The man who died taught my class in Sunday School and I enjoyed his lessons immensely. He always taught with an extra dimension of originality, and then topped it off with a sense of humor. His terminal cancer was untimely. He was leaving behind a new wife and young son. Before he died, he asked me if I’d sing at his funeral. Before I could answer, I bawled. He tried to comfort me and told me he was at peace.
“I’ll miss snuggling in bed at night with my wife and watching my little boy grow up,” he said. “But I trust God. I know everything will turn out all right.”
A friend of this man was asked to give a talk at his funeral. While I was sitting near the podium after singing the requested musical number, this friend walked haltingly to the microphone. He shook with emotion as he stood awkwardly at the pulpit preparing to begin. Whenever he tried to speak a flood of emotion would overwhelm him. He’d pull himself together before he’d try again. This happened over and over for a good five minutes. Five minutes behind a pulpit without saying anything tends to get the audience’s attention. We were all praying for him. Finally this man was able to utter three words. Those three words changed my life.

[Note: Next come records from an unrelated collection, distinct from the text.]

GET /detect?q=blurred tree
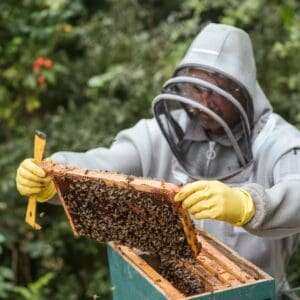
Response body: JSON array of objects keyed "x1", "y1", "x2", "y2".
[{"x1": 0, "y1": 0, "x2": 300, "y2": 299}]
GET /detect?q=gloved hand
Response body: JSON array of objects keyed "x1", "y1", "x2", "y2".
[
  {"x1": 174, "y1": 181, "x2": 255, "y2": 226},
  {"x1": 16, "y1": 158, "x2": 56, "y2": 202}
]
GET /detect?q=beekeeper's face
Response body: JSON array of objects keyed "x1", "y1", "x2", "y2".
[{"x1": 178, "y1": 69, "x2": 240, "y2": 133}]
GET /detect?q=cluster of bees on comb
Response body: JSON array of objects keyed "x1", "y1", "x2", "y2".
[{"x1": 44, "y1": 163, "x2": 203, "y2": 295}]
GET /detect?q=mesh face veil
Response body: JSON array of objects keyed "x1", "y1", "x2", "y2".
[{"x1": 153, "y1": 68, "x2": 253, "y2": 179}]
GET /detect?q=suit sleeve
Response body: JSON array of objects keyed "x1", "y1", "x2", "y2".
[
  {"x1": 51, "y1": 120, "x2": 151, "y2": 176},
  {"x1": 243, "y1": 149, "x2": 300, "y2": 238}
]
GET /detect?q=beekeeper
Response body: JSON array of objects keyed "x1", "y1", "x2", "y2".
[{"x1": 16, "y1": 24, "x2": 300, "y2": 296}]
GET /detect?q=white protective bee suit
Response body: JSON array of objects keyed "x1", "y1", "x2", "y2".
[{"x1": 51, "y1": 24, "x2": 300, "y2": 296}]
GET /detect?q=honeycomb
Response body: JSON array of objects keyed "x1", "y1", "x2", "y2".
[{"x1": 41, "y1": 162, "x2": 203, "y2": 295}]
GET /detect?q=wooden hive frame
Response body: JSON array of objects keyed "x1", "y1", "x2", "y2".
[
  {"x1": 108, "y1": 230, "x2": 275, "y2": 300},
  {"x1": 41, "y1": 162, "x2": 274, "y2": 299}
]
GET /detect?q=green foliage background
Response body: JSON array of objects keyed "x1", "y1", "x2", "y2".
[{"x1": 0, "y1": 0, "x2": 300, "y2": 299}]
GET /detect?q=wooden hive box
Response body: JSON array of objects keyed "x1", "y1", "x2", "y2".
[
  {"x1": 108, "y1": 231, "x2": 276, "y2": 300},
  {"x1": 41, "y1": 162, "x2": 274, "y2": 300}
]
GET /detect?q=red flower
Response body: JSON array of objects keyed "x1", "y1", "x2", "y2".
[
  {"x1": 37, "y1": 74, "x2": 46, "y2": 86},
  {"x1": 44, "y1": 58, "x2": 53, "y2": 69},
  {"x1": 32, "y1": 56, "x2": 54, "y2": 72}
]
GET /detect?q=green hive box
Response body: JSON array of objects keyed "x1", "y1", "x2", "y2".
[{"x1": 108, "y1": 231, "x2": 276, "y2": 300}]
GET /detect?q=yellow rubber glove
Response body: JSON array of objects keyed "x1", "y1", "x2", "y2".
[
  {"x1": 175, "y1": 181, "x2": 255, "y2": 226},
  {"x1": 16, "y1": 158, "x2": 56, "y2": 202}
]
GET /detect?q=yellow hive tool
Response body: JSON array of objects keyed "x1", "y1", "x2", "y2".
[{"x1": 25, "y1": 131, "x2": 46, "y2": 230}]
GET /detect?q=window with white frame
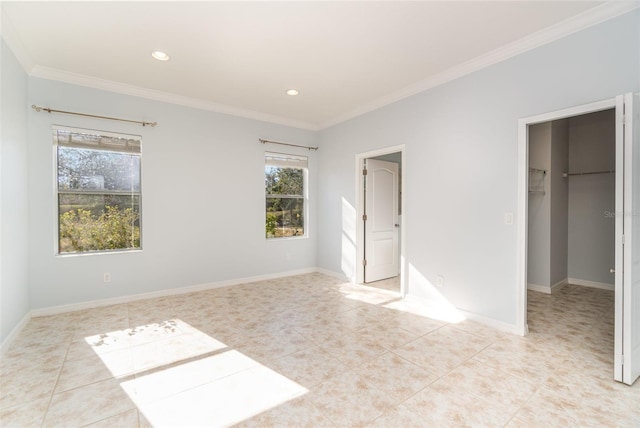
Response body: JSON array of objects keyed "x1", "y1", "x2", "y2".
[
  {"x1": 264, "y1": 152, "x2": 308, "y2": 239},
  {"x1": 53, "y1": 127, "x2": 141, "y2": 254}
]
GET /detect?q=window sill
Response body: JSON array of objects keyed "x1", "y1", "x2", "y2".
[
  {"x1": 265, "y1": 235, "x2": 309, "y2": 242},
  {"x1": 54, "y1": 248, "x2": 142, "y2": 259}
]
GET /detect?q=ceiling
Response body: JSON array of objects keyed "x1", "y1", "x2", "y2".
[{"x1": 2, "y1": 1, "x2": 632, "y2": 130}]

“He loved me,” this friend said with tears streaming down his face.
That was all he was able to utter before he sat down. Those three words were the sole text of the most beautiful sermon I’ve ever heard.
It occurred to me that if someone could say those three words about me when I died, I will have lived a meaningful life. I’d previously thought my value depended on how many people loved me, not how many people I loved. Because of that talk I realized that love loses its power when we expect something back. We love best when we let go expectations of what we want in return. Since that day at the funeral, I made a decision to live the rest of my life as a student studying the miracle of love . . . and it has been a grand journey.